KABARBURSA.COM - Lukman Leong, seorang ahli pasar valuta asing, menyatakan bahwa penguatan nilai tukar rupiah terkait dengan terus berlanjutnya pelemahan dolar Amerika Serikat (AS) setelah keputusan Federal Open Market Committee (FOMC).
"Rupiah dan mata uang lainnya cenderung mengalami penguatan terhadap dolar AS yang terus melemah setelah pertemuan FOMC. Meskipun suku bunga tetap, namun kebijakan mulai melonggarkan ketatnya kuantitatif, sehingga imbal hasil obligasi AS juga mengalami penurunan yang signifikan," jelasnya, Jumat, 3 Mei 2024.
Quantitative Tightening (QT) merupakan strategi kebijakan moneter yang dilakukan oleh Federal Reserve (The Fed) untuk mengurangi cadangan moneter dengan mengurangi jumlah uang yang beredar di pasar keuangan.
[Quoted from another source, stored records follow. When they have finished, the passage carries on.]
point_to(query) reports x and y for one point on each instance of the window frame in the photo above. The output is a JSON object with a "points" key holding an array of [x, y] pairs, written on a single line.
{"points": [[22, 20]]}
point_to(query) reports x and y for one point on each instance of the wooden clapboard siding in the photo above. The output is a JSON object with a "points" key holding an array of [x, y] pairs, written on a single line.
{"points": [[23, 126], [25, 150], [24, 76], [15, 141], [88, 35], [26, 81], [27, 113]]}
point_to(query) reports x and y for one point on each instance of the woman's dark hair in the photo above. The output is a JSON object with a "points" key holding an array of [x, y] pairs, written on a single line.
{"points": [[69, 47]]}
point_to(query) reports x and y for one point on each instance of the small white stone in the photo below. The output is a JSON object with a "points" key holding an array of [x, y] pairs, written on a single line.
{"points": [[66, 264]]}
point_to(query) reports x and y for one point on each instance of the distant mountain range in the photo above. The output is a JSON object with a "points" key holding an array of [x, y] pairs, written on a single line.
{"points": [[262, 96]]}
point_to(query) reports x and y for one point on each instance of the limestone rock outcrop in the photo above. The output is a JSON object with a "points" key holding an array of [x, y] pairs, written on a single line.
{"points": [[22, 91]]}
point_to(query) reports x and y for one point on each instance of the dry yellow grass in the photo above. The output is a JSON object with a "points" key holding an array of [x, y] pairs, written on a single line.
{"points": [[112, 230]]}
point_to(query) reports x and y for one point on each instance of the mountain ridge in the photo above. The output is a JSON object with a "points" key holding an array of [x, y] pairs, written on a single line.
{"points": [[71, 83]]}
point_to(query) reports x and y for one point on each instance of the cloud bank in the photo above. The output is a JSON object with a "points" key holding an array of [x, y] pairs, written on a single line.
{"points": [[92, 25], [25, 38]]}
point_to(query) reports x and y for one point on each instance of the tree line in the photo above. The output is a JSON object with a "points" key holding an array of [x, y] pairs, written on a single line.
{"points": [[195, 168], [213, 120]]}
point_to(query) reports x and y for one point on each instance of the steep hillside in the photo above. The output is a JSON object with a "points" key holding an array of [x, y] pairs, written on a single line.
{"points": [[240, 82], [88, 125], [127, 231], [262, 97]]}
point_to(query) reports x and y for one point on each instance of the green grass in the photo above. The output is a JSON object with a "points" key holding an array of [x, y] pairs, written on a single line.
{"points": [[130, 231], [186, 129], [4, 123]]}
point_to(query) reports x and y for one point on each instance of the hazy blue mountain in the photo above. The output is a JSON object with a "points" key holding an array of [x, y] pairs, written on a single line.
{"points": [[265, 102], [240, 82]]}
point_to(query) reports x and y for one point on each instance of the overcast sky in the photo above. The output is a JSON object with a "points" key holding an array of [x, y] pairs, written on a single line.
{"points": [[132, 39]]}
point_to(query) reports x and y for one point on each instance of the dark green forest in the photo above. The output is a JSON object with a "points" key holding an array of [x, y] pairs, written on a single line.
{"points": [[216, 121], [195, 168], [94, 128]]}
Tujuannya adalah untuk mengendalikan potensi inflasi. Langkah ini dilakukan dengan menjual obligasi yang dimiliki oleh bank sentral kepada publik.
Saat ini, imbal hasil obligasi AS telah turun dari 4.965 persen menjadi 4.575 persen. “Dampaknya mungkin hanya bersifat sementara, karena investor masih lebih memperhatikan tingkat suku bunga acuan,” jelas Lukman.
Pada akhir perdagangan Jumat, kurs rupiah menguat 102 poin atau 0,63 persen menjadi Rp16.083 per dolar AS dari sebelumnya Rp16.185 per dolar AS.
Kurs Jakarta Interbank Spot Dollar Rate (JISDOR) Bank Indonesia pada Jumat juga menguat menjadi Rp16.094 per dolar AS dari sebelumnya Rp16.202 per dolar AS.
Sementara itu, pengamat pasar uang, Ariston Tjendra, menilai bahwa data inflasi Indonesia bulan April 2024 yang baru dilaporkan Badan Pusat Statistik (BPS) pada Kamis, 2 Mei yang masih terjaga di kisaran target Bank Indonesia (BI) sebesar 3,0 persen memberikan sentimen positif untuk rupiah.
Untuk malam ini, data Non-Farm Payroll (NFP) dan tenaga kerja lainnya akan dipublikasikan. Jika hasilnya menguat, maka dolar AS juga akan menguat.
Sebelumnya, data tenaga kerja AS yang dirilis hari Rabu, 1 Mei dan Kamis, 2 Mei menunjukkan kinerja yang baik. Misalnya, data Automatic Data Processing (ADP) Non Farm Payrolls sebesar 192 ribu dari prediksi 179 ribu.
“Data malam ini bisa memberikan sentimen baru untuk pergerakan rupiah pekan depan. Data dari AS tetap menjadi faktor utama pergerakan USD-IDR,” kata Ariston.
Pada pekan depan, ada juga data Produk Domestik Bruto (PDB) Indonesia dan data neraca perdagangan China. “Ini bisa memberikan sentimen positif (terhadap rupiah) jika hasilnya bagus,” tambahnya.